Siguiente: El dispositivo que puede cambiar una vida. »

Beverly Thurman, de 64 años, de Columbus, Ohio, utiliza una bomba de corazón para tener una mejor calidad de vida.

Fotografía por Maddie McGarvey

Beverly Thurman estaba ‘tan enferma que deseaba hacer cualquier cosa para sentirme bien nuevamente’. Ahora se siente ‘de maravilla’.

Muchos pacientes de edad más avanzada que sufren de insuficiencia cardíaca no son candidatos para el trasplante por su complicado estado de salud. Es probable que la bomba cardíaca sea la única opción. “Todo se derrumbaba rápidamente”, recuerda Beverly Thurman, de 64 años. Tras años de padecer insuficiencia cardíaca progresiva, sus riñones y otros órganos, privados de sangre, comenzaron a fallar. Debido a que en su torrente sanguíneo había desarrollado anticuerpos que atacarían todo tejido o cuerpo extraño, el trasplante cardíaco no era una opción. Cuando los médicos del centro médico de Ohio State University sugirieron implantarle una bomba cardíaca, Thurman no lo dudó. “Estaba tan enferma que quería hacer cualquier cosa para sentirme bien nuevamente”.

Casi dos años después, Thurman afirma que se siente “maravillosamente bien”. Antes de que le implantaran la bomba, apenas podía caminar, pero ahora realiza caminatas a paso ligero por su barrio de Columbus paseando a su nuevo cachorrito. Junto a su pareja, están planeando un viaje a Los Ángeles. “Todo está perfecto”.

No a todos los pacientes que padecen insuficiencia cardíaca se les puede implantar el dispositivo. Los candidatos deben ser lo suficientemente saludables para soportar la cirugía y capaces de llevar adelante la compleja rutina que implica recargar las baterías y mantener esterilizado el área del abdomen por donde atraviesa el cable. Pero para aquellos pacientes que están en condiciones de recibir el implante, este puede cambiar sus vidas. La diminuta bomba ha resultado ser tan eficaz y confiable que muchos de los pacientes de edad más avanzada que antes estaban demasiado enfermos para ser intervenidos quirúrgicamente, ahora pueden soportar una cirugía de reemplazo de cadera u otros procedimientos quirúrgicos similares que les permitan mejorar aun más su calidad de vida.

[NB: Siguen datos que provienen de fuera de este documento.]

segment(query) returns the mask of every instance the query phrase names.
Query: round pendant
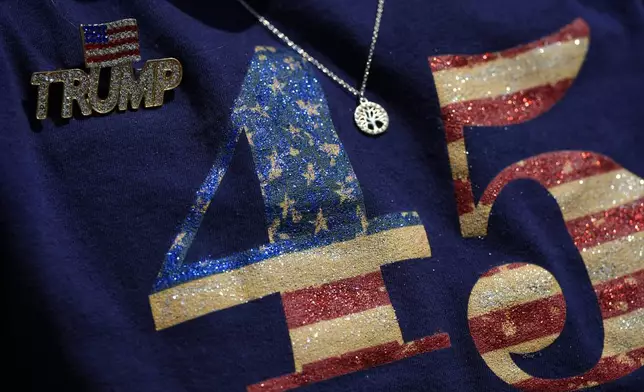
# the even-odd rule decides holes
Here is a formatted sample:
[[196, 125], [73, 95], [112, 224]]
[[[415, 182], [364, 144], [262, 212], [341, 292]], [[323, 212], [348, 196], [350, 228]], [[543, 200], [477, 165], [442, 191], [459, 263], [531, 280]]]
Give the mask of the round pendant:
[[360, 102], [353, 118], [358, 128], [369, 135], [379, 135], [389, 126], [389, 115], [385, 108], [366, 99]]

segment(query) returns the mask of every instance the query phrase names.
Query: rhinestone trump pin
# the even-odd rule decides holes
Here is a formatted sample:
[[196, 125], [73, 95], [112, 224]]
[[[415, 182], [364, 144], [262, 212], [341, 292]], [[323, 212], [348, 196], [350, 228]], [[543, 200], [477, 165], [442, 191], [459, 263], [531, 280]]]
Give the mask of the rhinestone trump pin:
[[[134, 70], [135, 61], [141, 60], [139, 31], [136, 19], [122, 19], [101, 24], [80, 26], [85, 66], [89, 75], [81, 69], [62, 69], [35, 72], [31, 84], [38, 86], [36, 118], [47, 118], [49, 86], [63, 84], [61, 117], [72, 117], [74, 101], [83, 116], [92, 111], [109, 113], [138, 109], [141, 101], [146, 108], [163, 105], [164, 93], [179, 86], [183, 68], [179, 60], [164, 58], [148, 60], [142, 69]], [[98, 85], [101, 69], [111, 68], [109, 92], [99, 97]]]

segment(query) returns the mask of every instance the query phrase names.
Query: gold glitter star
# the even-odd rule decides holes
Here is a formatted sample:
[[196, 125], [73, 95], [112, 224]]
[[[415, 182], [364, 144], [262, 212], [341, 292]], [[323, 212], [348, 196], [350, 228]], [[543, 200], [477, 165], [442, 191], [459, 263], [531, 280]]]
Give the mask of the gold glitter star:
[[255, 53], [257, 53], [257, 52], [265, 52], [265, 51], [275, 53], [275, 48], [272, 47], [272, 46], [256, 46], [255, 47]]
[[337, 157], [338, 154], [340, 154], [340, 145], [324, 143], [322, 145], [322, 151], [324, 151], [328, 156]]
[[605, 218], [599, 218], [599, 219], [591, 218], [590, 223], [592, 223], [593, 226], [595, 226], [595, 227], [600, 227], [604, 223], [606, 223], [606, 219]]
[[309, 139], [309, 146], [313, 146], [315, 142], [313, 141], [313, 136], [311, 136], [310, 133], [304, 132], [304, 136], [306, 136], [307, 139]]
[[628, 278], [624, 279], [624, 283], [626, 283], [629, 286], [637, 286], [637, 279], [633, 278], [632, 276], [629, 276]]
[[501, 330], [503, 331], [503, 334], [508, 337], [514, 336], [517, 333], [517, 327], [514, 325], [512, 321], [509, 321], [509, 320], [505, 321], [501, 325]]
[[322, 145], [322, 151], [324, 151], [326, 155], [331, 158], [329, 165], [335, 166], [335, 158], [340, 154], [340, 145], [324, 143]]
[[300, 128], [294, 127], [292, 124], [289, 124], [288, 126], [288, 131], [291, 133], [293, 136], [300, 136], [300, 132], [302, 131]]
[[306, 110], [306, 114], [309, 116], [319, 116], [320, 112], [318, 111], [318, 108], [322, 106], [319, 103], [311, 103], [311, 102], [304, 102], [301, 99], [296, 101], [297, 106], [300, 107], [300, 109]]
[[362, 226], [362, 231], [364, 233], [367, 232], [367, 229], [369, 228], [369, 221], [367, 220], [367, 216], [365, 215], [364, 211], [362, 211], [362, 208], [360, 208], [360, 205], [356, 206], [356, 216], [360, 218], [360, 226]]
[[619, 301], [615, 304], [615, 307], [621, 310], [622, 312], [626, 312], [628, 310], [628, 303], [624, 301]]
[[322, 230], [326, 230], [326, 231], [329, 230], [329, 227], [327, 226], [327, 220], [324, 217], [324, 214], [322, 213], [322, 208], [320, 208], [320, 211], [318, 211], [318, 215], [315, 218], [314, 224], [315, 224], [315, 233], [314, 234], [317, 234]]
[[268, 227], [268, 241], [270, 242], [275, 242], [275, 234], [277, 233], [277, 229], [280, 227], [280, 220], [279, 218], [275, 218], [273, 223]]
[[300, 155], [300, 150], [298, 150], [297, 148], [290, 147], [288, 150], [288, 153], [291, 154], [292, 157], [296, 157]]
[[291, 208], [293, 205], [295, 205], [295, 200], [289, 199], [288, 193], [285, 193], [284, 201], [279, 204], [280, 208], [282, 209], [282, 219], [286, 218], [289, 208]]
[[315, 181], [315, 169], [313, 168], [312, 163], [309, 163], [306, 166], [306, 173], [302, 174], [302, 177], [306, 178], [306, 186], [311, 185], [311, 183]]
[[172, 247], [174, 248], [177, 245], [181, 245], [181, 243], [183, 242], [183, 237], [185, 237], [185, 236], [186, 236], [185, 232], [179, 233], [177, 238], [174, 239], [174, 243], [172, 244]]
[[345, 200], [353, 199], [353, 188], [345, 188], [344, 184], [341, 182], [336, 182], [340, 189], [334, 191], [340, 196], [340, 204], [344, 203]]
[[201, 197], [197, 198], [197, 202], [195, 203], [195, 207], [202, 214], [206, 212], [206, 210], [208, 209], [209, 205], [210, 205], [210, 200], [204, 200]]
[[273, 90], [273, 94], [275, 94], [277, 91], [279, 91], [279, 92], [281, 93], [281, 92], [282, 92], [282, 88], [283, 88], [284, 86], [285, 86], [285, 85], [284, 85], [284, 84], [282, 84], [282, 83], [280, 83], [280, 81], [279, 81], [279, 80], [277, 80], [277, 78], [273, 78], [273, 83], [271, 84], [271, 90]]
[[302, 213], [293, 208], [291, 209], [291, 217], [293, 218], [293, 223], [299, 223], [302, 220]]
[[261, 106], [259, 106], [259, 103], [255, 104], [255, 106], [253, 106], [252, 108], [249, 108], [249, 110], [251, 112], [255, 112], [255, 113], [259, 114], [262, 117], [270, 118], [268, 113], [266, 113], [266, 111], [264, 109], [262, 109]]
[[300, 64], [299, 61], [295, 61], [293, 57], [287, 57], [284, 59], [284, 62], [288, 64], [289, 68], [291, 71], [295, 71], [296, 69], [302, 69], [302, 64]]
[[272, 181], [276, 178], [280, 178], [280, 176], [282, 175], [282, 168], [277, 161], [277, 150], [273, 150], [273, 153], [266, 158], [268, 158], [271, 163], [271, 169], [268, 172], [268, 180]]
[[561, 170], [561, 172], [563, 174], [570, 174], [570, 173], [573, 172], [573, 170], [575, 170], [575, 169], [572, 167], [572, 163], [570, 163], [570, 161], [568, 161], [568, 162], [566, 162], [564, 164], [563, 170]]

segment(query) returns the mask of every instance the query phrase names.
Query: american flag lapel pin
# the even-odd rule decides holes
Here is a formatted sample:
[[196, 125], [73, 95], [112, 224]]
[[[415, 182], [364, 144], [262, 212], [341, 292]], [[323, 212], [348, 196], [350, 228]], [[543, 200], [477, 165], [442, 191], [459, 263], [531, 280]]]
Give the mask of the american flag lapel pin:
[[[72, 117], [74, 102], [84, 116], [92, 112], [109, 113], [138, 109], [141, 101], [146, 108], [163, 105], [164, 93], [179, 86], [183, 68], [179, 60], [164, 58], [148, 60], [142, 69], [133, 64], [141, 60], [139, 29], [136, 19], [122, 19], [101, 24], [80, 26], [83, 56], [89, 74], [82, 69], [35, 72], [31, 84], [38, 86], [36, 118], [47, 118], [49, 86], [63, 84], [61, 117]], [[111, 68], [107, 97], [99, 97], [101, 69]]]

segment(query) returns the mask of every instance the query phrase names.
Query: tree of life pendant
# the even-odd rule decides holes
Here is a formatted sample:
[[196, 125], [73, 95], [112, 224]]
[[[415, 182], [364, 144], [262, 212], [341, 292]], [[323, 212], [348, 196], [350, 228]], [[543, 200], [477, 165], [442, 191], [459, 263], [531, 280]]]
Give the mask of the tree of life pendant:
[[360, 99], [353, 118], [358, 128], [369, 135], [380, 135], [389, 126], [389, 115], [385, 108], [365, 98]]

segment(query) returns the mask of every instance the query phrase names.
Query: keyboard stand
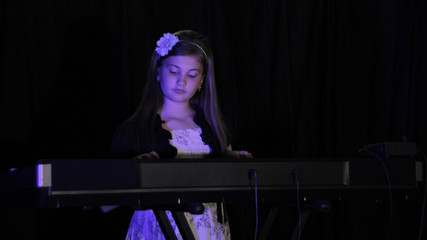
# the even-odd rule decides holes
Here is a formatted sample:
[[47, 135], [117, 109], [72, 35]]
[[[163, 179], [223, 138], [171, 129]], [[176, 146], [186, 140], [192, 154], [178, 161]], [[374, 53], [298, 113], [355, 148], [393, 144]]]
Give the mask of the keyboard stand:
[[[172, 225], [169, 221], [169, 218], [166, 214], [166, 210], [153, 210], [156, 215], [156, 219], [159, 222], [160, 228], [162, 229], [163, 235], [167, 240], [177, 240], [178, 237], [175, 235], [175, 231], [172, 228]], [[191, 231], [190, 225], [185, 218], [184, 212], [182, 211], [171, 211], [172, 216], [175, 220], [176, 225], [178, 226], [181, 236], [185, 240], [195, 240], [193, 231]]]
[[184, 212], [182, 211], [173, 211], [172, 216], [175, 219], [176, 225], [178, 226], [181, 236], [185, 240], [196, 240], [194, 237], [193, 231], [191, 231], [190, 224], [185, 218]]
[[259, 240], [267, 239], [268, 233], [270, 232], [271, 226], [273, 225], [273, 222], [276, 219], [276, 215], [278, 211], [279, 211], [278, 206], [272, 206], [270, 211], [268, 211], [267, 218], [265, 220], [264, 226], [262, 227], [261, 233], [258, 238]]

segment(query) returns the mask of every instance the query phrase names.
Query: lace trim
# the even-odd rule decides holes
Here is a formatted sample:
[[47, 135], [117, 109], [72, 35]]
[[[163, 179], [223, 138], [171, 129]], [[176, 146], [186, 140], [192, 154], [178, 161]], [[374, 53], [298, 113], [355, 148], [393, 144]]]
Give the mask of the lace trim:
[[[202, 133], [200, 137], [202, 141], [211, 148], [210, 155], [216, 156], [220, 155], [220, 150], [218, 148], [218, 143], [212, 132], [211, 127], [205, 120], [203, 111], [200, 108], [196, 108], [196, 115], [194, 116], [193, 121], [200, 126]], [[175, 158], [178, 154], [178, 149], [170, 144], [172, 139], [172, 133], [162, 127], [164, 121], [161, 120], [160, 115], [157, 114], [155, 120], [155, 134], [157, 136], [156, 140], [156, 149], [155, 151], [160, 155], [161, 158]]]
[[206, 145], [200, 134], [200, 127], [171, 130], [172, 139], [170, 144], [177, 148], [176, 158], [200, 158], [211, 152], [209, 145]]

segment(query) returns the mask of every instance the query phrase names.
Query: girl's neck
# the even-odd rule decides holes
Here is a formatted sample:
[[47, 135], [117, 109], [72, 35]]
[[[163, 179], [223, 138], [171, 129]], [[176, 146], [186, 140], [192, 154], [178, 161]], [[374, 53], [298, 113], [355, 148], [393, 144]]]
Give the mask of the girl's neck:
[[197, 127], [193, 121], [196, 113], [189, 104], [165, 103], [159, 113], [161, 119], [165, 121], [162, 124], [164, 129], [178, 130]]
[[166, 101], [159, 113], [163, 120], [171, 118], [185, 119], [194, 116], [194, 110], [188, 102], [175, 103]]

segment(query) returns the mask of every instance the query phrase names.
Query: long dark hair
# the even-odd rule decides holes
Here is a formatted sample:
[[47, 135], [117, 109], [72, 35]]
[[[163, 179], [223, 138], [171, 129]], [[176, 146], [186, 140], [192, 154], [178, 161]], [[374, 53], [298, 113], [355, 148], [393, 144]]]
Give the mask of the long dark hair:
[[[217, 100], [214, 58], [209, 42], [205, 36], [192, 30], [178, 31], [174, 35], [179, 38], [179, 42], [176, 43], [166, 56], [161, 57], [156, 51], [153, 51], [141, 103], [135, 113], [128, 119], [128, 122], [132, 122], [136, 131], [140, 133], [138, 134], [140, 142], [154, 144], [156, 116], [164, 103], [163, 92], [157, 80], [157, 69], [161, 66], [163, 59], [169, 56], [197, 56], [203, 66], [205, 79], [201, 91], [196, 92], [190, 100], [190, 104], [193, 108], [198, 107], [203, 111], [206, 121], [217, 138], [221, 152], [225, 152], [228, 139]], [[152, 150], [141, 149], [141, 151]]]

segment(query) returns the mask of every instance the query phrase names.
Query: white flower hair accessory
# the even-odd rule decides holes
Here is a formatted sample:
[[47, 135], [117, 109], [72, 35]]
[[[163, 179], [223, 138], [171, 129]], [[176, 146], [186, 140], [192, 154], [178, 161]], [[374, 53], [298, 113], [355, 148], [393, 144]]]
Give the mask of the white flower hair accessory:
[[165, 33], [163, 34], [163, 37], [157, 41], [156, 52], [162, 57], [166, 56], [178, 41], [179, 39], [177, 36], [173, 35], [172, 33]]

Para implantar la bomba, los cirujanos llevan a cabo una cirugía a corazón abierto. El paciente permanece internado por el término de dos o más semanas para recuperarse. El cable que sale del abdomen y conecta la bomba con el controlador y la fuente de energía debe ser cuidadosamente higienizado a diario, a fin de prevenir infecciones. Los receptores de la bomba cardíaca no pueden nadar y deben tener mucho cuidado cuando se duchan. Los nuevos paquetes de baterías proporcionan una autonomía de hasta 14 horas —una gran mejora respecto de los modelos anteriores—, lo cual les permite a los pacientes mucha más independencia. No obstante, deben prever para el futuro y asegurarse de que las baterías estén cargadas y que puedan disponer de una fuente de energía. Asimismo, las baterías de 1½ libras pueden resultar pesadas, en especial para los pacientes de edad avanzada.

Aun así, la mayoría de los receptores superan los inconvenientes. “Por cierto, uno se preocupa por el cable que le sale de la panza y por las baterías”, dice Morris. “Soy fanático de los Yankees, y alguien una vez me preguntó si sentía como que mi vida estaba al final de la novena entrada, con dos outs y las bases llenas. Para decirlo de alguna manera, mi vida está en la etapa de entradas adicionales. Si hubiese tenido un infarto ocho años atrás, no estaría vivo. ¿De qué otra forma podría estar, sino agradecido?”

Peter Jaret es un escritor independiente que vive en Petaluma, California.